Three generations on a train, with plenty of hot music.

With a presidential election fast approaching, the Depression-set Pullman Porter Blues provides an ideal meditation on how far down the tracks we’ve come in dealing with race and class. FDR’s America may have been very different in 1937, but for Seattle playwright Cheryl L. West, the nation’s route to equality was pretty much the same then as now: more often improvised than planned.

West sets three generations of porters on the Panama Limited from Chicago to New Orleans; four decades after emancipation, with slavery a living memory, her characters are clearly intended as archetypes of their time. The three men of the Sykes family exemplify how blacks first embraced, then chafed at, the harsh working conditions of their day.

This particular journey has some surprises for the trio. No sooner does Grandpa Monroe (Larry Marshall) start training his grandson Cephas (Warner Miller) for the life of a porter than they discover at the last minute that the boy’s father Sylvester (Cleavant Derricks) has picked up the run, too. And union organizer Sylvester has no idea his son is considering a life other than becoming the family’s first doctor. Enter Sister Juba (E. Faye Butler), a blues singer whose volcanic sexual appetites are matched only by her skills as a songstress. Like a chess master, West then adds a white stowaway girl (blues-harp whiz Emily Chisholm) and a bigoted conductor (Richard Ziman); they’re instrumental figures in her drama—neither completely cardboard, nor fully three-dimensional.

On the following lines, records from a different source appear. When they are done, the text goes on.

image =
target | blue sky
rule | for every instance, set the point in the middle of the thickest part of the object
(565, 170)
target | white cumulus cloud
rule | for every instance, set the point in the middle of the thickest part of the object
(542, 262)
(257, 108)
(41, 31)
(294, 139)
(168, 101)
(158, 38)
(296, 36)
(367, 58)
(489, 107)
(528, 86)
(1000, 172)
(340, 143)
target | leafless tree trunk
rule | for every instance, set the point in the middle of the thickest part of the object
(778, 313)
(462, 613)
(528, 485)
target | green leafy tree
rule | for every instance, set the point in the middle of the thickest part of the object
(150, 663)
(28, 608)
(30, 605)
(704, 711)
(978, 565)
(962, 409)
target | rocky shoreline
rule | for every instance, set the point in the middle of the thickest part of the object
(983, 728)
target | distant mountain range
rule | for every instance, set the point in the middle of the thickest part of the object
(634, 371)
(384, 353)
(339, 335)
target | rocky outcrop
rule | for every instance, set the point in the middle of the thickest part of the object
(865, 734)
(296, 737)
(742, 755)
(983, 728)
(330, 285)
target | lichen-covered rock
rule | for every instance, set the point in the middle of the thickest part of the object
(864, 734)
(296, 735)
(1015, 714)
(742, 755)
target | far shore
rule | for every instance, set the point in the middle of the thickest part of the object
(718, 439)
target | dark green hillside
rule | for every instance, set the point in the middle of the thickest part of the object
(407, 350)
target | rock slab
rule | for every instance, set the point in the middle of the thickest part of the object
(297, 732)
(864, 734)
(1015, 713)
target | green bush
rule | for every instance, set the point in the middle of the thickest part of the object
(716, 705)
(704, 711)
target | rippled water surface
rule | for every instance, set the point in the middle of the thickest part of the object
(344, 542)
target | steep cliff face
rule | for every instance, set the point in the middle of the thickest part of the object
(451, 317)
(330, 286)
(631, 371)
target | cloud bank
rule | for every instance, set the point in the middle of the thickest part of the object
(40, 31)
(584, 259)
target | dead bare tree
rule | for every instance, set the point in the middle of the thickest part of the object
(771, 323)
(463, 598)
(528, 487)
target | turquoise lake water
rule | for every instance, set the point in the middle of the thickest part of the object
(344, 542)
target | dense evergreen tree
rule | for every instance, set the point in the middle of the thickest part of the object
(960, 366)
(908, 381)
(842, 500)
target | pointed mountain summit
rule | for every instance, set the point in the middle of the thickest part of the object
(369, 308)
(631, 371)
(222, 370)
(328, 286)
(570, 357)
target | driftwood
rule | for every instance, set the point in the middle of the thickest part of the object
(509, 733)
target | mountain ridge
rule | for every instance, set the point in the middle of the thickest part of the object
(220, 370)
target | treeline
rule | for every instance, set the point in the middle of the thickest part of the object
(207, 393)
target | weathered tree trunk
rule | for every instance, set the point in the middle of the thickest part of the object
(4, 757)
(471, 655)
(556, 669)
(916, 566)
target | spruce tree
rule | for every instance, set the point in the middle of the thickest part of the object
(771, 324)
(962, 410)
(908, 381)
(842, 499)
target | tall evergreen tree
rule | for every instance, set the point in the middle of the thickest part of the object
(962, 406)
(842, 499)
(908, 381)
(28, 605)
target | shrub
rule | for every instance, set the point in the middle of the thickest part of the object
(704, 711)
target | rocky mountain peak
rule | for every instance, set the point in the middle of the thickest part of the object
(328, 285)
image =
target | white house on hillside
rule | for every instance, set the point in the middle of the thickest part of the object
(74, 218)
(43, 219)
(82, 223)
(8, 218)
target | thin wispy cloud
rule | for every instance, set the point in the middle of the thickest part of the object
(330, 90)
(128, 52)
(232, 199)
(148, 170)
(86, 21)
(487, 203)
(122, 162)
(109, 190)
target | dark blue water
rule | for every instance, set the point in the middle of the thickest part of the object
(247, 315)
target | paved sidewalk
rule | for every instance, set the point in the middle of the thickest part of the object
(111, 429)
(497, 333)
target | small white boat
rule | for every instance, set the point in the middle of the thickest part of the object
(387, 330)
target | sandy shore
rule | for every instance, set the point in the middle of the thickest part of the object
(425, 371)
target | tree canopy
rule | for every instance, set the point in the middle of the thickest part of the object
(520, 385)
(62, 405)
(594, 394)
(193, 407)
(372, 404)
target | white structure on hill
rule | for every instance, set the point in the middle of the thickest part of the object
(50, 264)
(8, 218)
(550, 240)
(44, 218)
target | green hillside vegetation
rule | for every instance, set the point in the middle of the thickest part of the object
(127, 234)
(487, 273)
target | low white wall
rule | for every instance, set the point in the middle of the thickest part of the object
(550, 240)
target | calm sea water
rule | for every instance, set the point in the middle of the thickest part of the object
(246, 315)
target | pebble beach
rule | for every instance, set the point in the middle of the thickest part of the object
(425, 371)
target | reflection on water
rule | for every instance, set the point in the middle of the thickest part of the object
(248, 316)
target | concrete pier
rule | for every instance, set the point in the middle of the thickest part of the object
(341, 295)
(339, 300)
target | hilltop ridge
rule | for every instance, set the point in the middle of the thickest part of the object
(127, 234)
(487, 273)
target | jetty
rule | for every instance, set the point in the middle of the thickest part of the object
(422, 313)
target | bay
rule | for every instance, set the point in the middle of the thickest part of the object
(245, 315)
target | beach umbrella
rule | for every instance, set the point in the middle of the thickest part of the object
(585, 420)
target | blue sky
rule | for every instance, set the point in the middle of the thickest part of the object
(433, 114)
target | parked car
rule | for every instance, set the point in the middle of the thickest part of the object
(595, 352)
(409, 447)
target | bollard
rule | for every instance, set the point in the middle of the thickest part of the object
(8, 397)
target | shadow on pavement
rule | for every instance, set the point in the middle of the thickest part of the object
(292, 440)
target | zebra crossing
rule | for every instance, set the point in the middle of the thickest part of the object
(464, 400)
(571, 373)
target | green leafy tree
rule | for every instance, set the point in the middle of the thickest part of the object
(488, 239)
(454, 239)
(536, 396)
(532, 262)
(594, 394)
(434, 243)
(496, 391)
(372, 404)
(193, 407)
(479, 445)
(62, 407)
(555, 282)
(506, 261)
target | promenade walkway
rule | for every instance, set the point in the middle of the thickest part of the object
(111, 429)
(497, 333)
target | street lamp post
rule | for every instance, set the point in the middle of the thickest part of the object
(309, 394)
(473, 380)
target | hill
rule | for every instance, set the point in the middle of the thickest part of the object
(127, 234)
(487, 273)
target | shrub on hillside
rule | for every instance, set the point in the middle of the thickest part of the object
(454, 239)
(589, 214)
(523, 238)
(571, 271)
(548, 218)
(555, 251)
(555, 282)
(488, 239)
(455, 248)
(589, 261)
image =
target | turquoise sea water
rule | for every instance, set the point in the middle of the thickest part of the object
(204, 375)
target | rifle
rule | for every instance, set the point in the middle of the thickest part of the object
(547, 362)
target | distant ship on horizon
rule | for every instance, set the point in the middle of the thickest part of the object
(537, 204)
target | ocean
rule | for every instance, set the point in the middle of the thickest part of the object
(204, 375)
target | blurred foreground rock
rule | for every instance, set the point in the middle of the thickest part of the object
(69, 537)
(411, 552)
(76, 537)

While not a musical per se, Pullman Porter Blues uses a live stage band to back its cast members in a baker’s-dozen spirituals, blues numbers, and work songs, several of which date back to the slave era. These tunes, forged in the fires of oppression, are rock-solid and performed with consummate skill by the sublime cast, crisply directed by Lisa Peterson. (The onstage musical director is Jmichael.)

Stitching together a story incorporating such songs defines daring, because not a line in any of them doesn’t resonate with integrity. You either meet that challenge or you’re left at the station, baggage in hand. Everyone involved in this world premiere accepts that responsibility. It’s one hell of an enthralling ride toward equality that, West suggests, is far from over.